Sunday, November 04, 2018

Flushing

One of the great levelers is that we all need to use the toilet.  We all poo.  Every single one of us.

Those of us who are fortunate enough to have modern flush toilets have become accustomed to having the unpleasantness just go away with the touch of a button or the push of a lever.  Our human waste just goes away. But it doesn't.  We know that it goes into the sewer or septic tank.  What ever we throw down the toilet, goes there too.

When visiting the Greek islands we were confronted with a new rule.  The only thing that gets flushed is what comes out of our bodies. The paperwork that goes along with this bodily function goes in the little bin next to the toilet. So, you wipe yourself afterward and put the paper in the basket, not down the toilet.

My initial reaction was, "Ew!"  I'd rather it just get dropped after use into the darkness of the water and never be seen again.  I didn't want any further interaction.  But, as a good guest in somebody else's country, I did as custom dictated and disposed of the toilet paper in the bin rather than flushing it.  After a few days, I didn't even think about it.  I just complied.

The diameter of standard plumbing in Greece cannot handle paper.  Use the bin provided.  You get used to it.  Woe to the tourist who clogs the system by ignoring the custom.  I wouldn't want to be the cause of having to call the plumber out or the reason there is a back up of nastiness.

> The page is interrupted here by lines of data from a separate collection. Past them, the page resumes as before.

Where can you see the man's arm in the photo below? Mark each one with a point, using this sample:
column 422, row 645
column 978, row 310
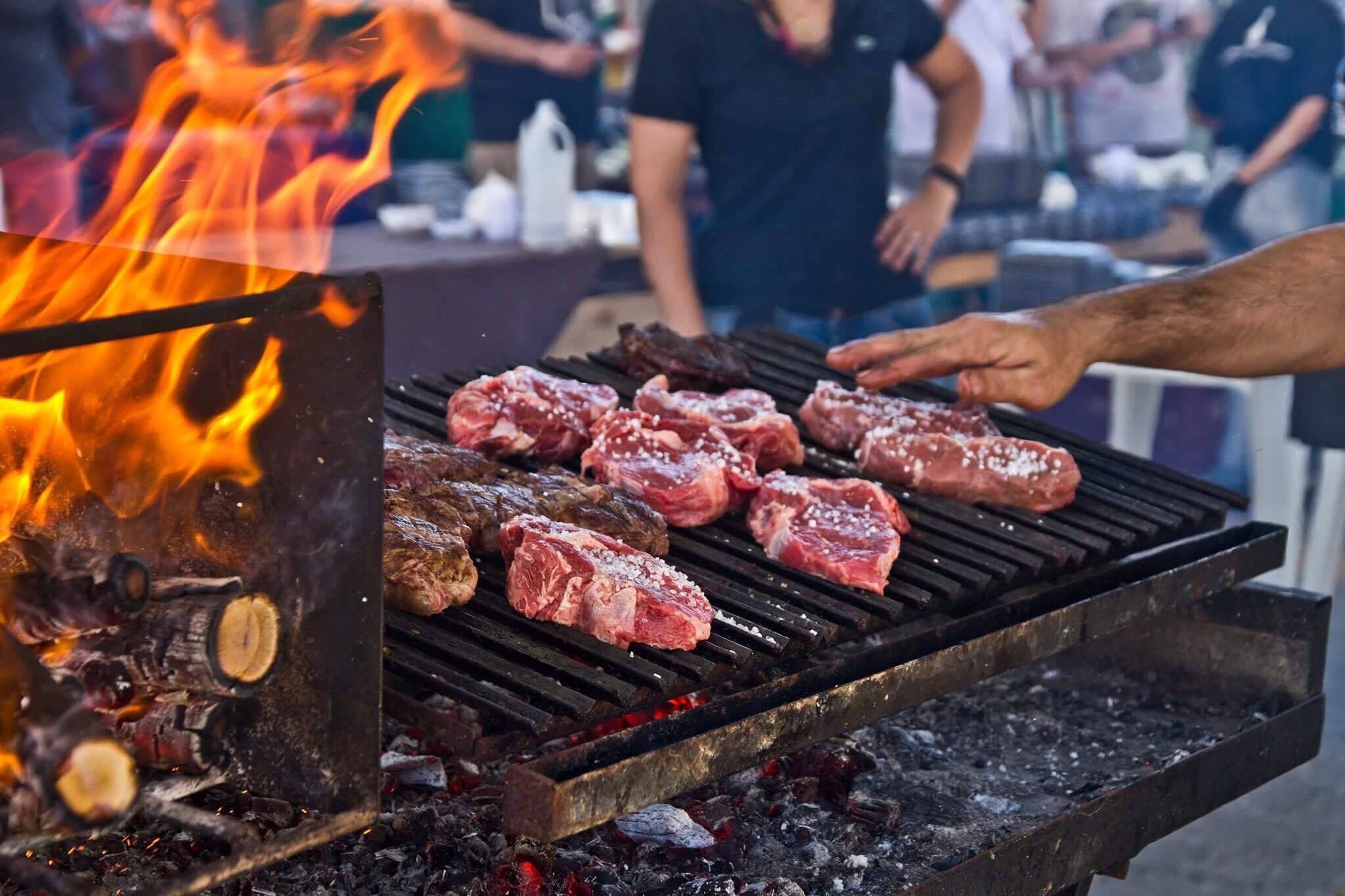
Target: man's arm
column 659, row 154
column 1277, row 310
column 910, row 233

The benefit of this is that the seas the Greek islands I have been to have been fabulous!  So clean and unpolluted. I was able to contrast this with the water around Malta.  Same sea but different regulations.  The sea was much more polluted.

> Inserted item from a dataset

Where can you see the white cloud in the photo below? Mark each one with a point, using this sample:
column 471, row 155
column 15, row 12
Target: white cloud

One of the benefits of only flushing what comes out of your bottom and not the paperwork afterward, is that very little else will be flushed.  No tampons will be made to disappear.  No condoms or ear swabs and certainly no moist towelettes.

See where I am headed with this?  The toilet is not this magical device that makes things disappear.  Flushed items do not just go away.  They go somewhere.  Biological waste will be managed.  It will be processed.  The other stuff won't.

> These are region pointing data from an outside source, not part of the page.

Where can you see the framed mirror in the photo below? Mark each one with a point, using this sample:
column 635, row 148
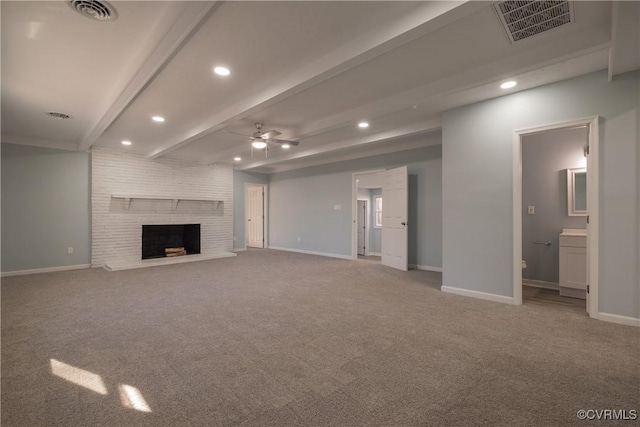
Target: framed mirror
column 577, row 191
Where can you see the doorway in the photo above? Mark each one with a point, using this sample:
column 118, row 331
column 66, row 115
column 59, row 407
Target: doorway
column 363, row 228
column 255, row 215
column 391, row 221
column 542, row 245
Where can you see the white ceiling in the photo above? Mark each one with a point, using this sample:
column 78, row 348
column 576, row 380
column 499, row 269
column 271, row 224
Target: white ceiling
column 312, row 70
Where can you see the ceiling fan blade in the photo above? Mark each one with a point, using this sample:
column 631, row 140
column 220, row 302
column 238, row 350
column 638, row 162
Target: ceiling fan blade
column 271, row 134
column 284, row 141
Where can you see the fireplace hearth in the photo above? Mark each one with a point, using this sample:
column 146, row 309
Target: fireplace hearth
column 156, row 239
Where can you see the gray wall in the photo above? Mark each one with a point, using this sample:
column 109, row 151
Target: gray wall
column 545, row 159
column 239, row 179
column 477, row 183
column 45, row 208
column 302, row 205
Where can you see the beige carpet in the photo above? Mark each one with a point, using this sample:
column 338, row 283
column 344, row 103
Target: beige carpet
column 276, row 338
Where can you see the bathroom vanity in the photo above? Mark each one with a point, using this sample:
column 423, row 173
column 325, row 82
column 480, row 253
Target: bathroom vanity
column 573, row 263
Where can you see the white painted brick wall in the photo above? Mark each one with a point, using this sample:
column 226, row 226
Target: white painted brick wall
column 117, row 235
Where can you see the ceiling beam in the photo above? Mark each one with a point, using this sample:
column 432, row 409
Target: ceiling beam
column 374, row 149
column 624, row 53
column 423, row 127
column 39, row 142
column 444, row 93
column 192, row 15
column 426, row 18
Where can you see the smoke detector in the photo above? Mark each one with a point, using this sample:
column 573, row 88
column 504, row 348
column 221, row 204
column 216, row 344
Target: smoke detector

A lot of the plastic will end up having to be scraped out of the sewers by actual people who are paid to do it.  Condoms, dental floss and disposable wipes are the big culprits in the sewer.  What doesn't get cleared out by those poor people, may end up on our oceans.

There are vast rafts or gyres of plastic in our oceans.   They are so large that they have names.

Please don't flush anything down the toilet that hasn't come out of your body or is actual toilet paper.